The idea of the possible future use of [stratospheric aerosol injection] is already serving as an excuse for actors who directly benefit and profit from continued carbon emissions to delay and evade action.

Solar geoengineering is a risk-risk tradeoff, in which researching and developing such a means to reduce climate change would itself be precautionary [PDF] (although this clause of the letter is a subjective judgment). The tests would not breach any international norms, as the reasonably foreseeable risks will neither be transboundary nor affect widely-recognized human rights. The CBD parties’ 2010 cautionary decision is not a moratorium; in fact, they later noted “that more transdisciplinary research… is needed in order to better understand the impacts of climate-related geoengineering.” No “actors who directly benefit and profit from continued carbon emissions” are using solar geoengineering as an excuse “to delay and evade action.”

As a rule of thumb, the letters’ authors are the types of actors whose perspectives, concerns, and objections generally deserve serious hearings. Environmental organizations often speak important truths to obstructive powers. Indigenous groups have been unjustly exploited and marginalized. Local populations can experience unwanted impacts of outsiders’ actions as well as offer useful specialized knowledge.

However, in this case, these authors are wrong and their tactics could derail a line of investigation that appears able to substantially reduce climate change and its impacts. They are using their local position to oppose a particular small-scale outdoor test–a textbook example of “not in my backyard” (NIMBY) rhetoric. However, their arguments are that solar geoengineering should not proceed whatsoever–in effect, not in anyone’s backyard. The groups are “NIABYs.”

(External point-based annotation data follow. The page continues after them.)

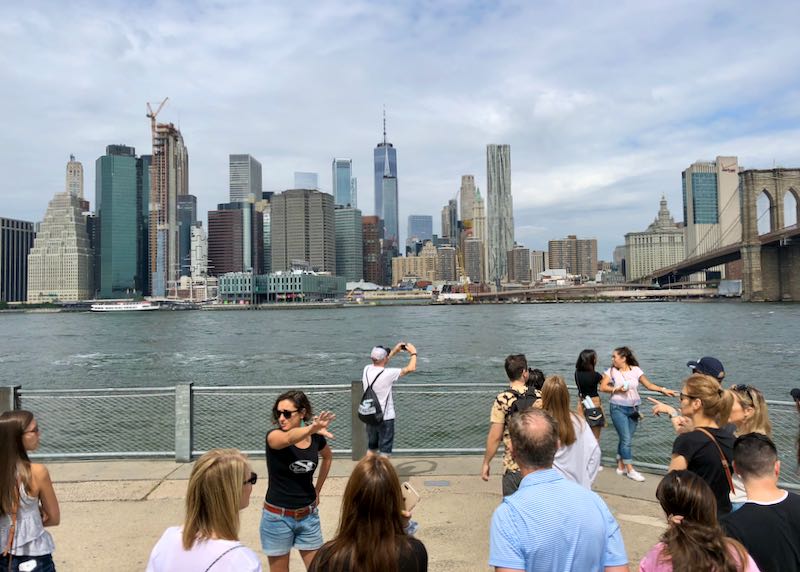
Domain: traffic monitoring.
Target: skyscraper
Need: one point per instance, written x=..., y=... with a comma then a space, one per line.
x=302, y=230
x=304, y=180
x=60, y=261
x=245, y=177
x=74, y=181
x=711, y=205
x=169, y=178
x=187, y=218
x=349, y=243
x=16, y=240
x=500, y=216
x=385, y=156
x=342, y=179
x=118, y=218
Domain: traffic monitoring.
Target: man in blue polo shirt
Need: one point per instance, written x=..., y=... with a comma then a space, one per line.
x=551, y=523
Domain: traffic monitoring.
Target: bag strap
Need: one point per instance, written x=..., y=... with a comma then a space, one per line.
x=721, y=457
x=223, y=554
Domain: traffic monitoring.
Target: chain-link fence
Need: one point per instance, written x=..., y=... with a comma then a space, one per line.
x=92, y=423
x=431, y=419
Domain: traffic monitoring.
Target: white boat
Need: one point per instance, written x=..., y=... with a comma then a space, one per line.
x=123, y=307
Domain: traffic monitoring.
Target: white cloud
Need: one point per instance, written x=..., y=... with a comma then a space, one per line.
x=603, y=104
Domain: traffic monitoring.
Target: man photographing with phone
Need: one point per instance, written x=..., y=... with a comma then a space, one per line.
x=380, y=437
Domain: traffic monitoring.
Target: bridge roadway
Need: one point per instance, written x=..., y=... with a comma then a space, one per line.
x=113, y=512
x=718, y=256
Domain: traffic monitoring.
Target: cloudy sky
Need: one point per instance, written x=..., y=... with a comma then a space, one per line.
x=603, y=103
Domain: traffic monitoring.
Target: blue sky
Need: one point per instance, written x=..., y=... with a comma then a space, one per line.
x=603, y=103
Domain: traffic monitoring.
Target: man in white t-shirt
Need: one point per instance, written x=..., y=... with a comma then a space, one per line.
x=380, y=438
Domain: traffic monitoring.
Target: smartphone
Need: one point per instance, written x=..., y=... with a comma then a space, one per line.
x=410, y=496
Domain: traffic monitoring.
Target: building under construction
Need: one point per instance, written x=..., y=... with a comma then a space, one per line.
x=169, y=178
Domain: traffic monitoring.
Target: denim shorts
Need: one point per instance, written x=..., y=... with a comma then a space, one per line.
x=43, y=563
x=280, y=533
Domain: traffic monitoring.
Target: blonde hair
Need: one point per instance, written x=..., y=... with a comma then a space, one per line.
x=750, y=397
x=214, y=496
x=555, y=400
x=716, y=402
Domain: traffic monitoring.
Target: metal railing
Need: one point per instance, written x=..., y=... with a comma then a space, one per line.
x=186, y=420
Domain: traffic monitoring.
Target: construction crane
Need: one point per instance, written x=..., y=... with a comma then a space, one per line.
x=152, y=115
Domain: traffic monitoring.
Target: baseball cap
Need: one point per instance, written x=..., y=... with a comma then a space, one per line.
x=708, y=366
x=378, y=353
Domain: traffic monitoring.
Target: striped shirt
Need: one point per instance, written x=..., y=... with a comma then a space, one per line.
x=551, y=523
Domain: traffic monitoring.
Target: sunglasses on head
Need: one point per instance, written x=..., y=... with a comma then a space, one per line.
x=285, y=414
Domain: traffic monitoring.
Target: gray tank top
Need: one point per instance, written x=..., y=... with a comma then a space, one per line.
x=30, y=537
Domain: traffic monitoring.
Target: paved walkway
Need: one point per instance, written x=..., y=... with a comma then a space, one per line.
x=112, y=512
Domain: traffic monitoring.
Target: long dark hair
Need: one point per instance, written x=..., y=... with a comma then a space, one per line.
x=370, y=535
x=587, y=360
x=693, y=539
x=14, y=460
x=630, y=359
x=301, y=403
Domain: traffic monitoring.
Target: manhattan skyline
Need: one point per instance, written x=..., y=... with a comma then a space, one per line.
x=603, y=106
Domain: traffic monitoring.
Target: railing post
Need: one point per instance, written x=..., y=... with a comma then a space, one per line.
x=9, y=397
x=358, y=435
x=183, y=422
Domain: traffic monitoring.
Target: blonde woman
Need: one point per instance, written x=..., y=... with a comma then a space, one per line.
x=578, y=455
x=219, y=487
x=28, y=502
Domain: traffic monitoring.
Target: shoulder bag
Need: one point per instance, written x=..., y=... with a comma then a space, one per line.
x=722, y=458
x=593, y=415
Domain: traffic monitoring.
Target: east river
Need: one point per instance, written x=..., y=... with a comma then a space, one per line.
x=758, y=343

* Disclosure: I am an unpaid research affiliate of Harvard’s Solar Geoengineering Research Program. The Program has some personal overlap with the SCoPEx team and has provided some of the project’s funding.

** A few months ago, my Emmett Institute colleagues Ted Parson, Charlie Corbett, and I submitted comments to the Advisory Committee on its draft governance proposal, with particular attention to its suggestions regarding public engagement.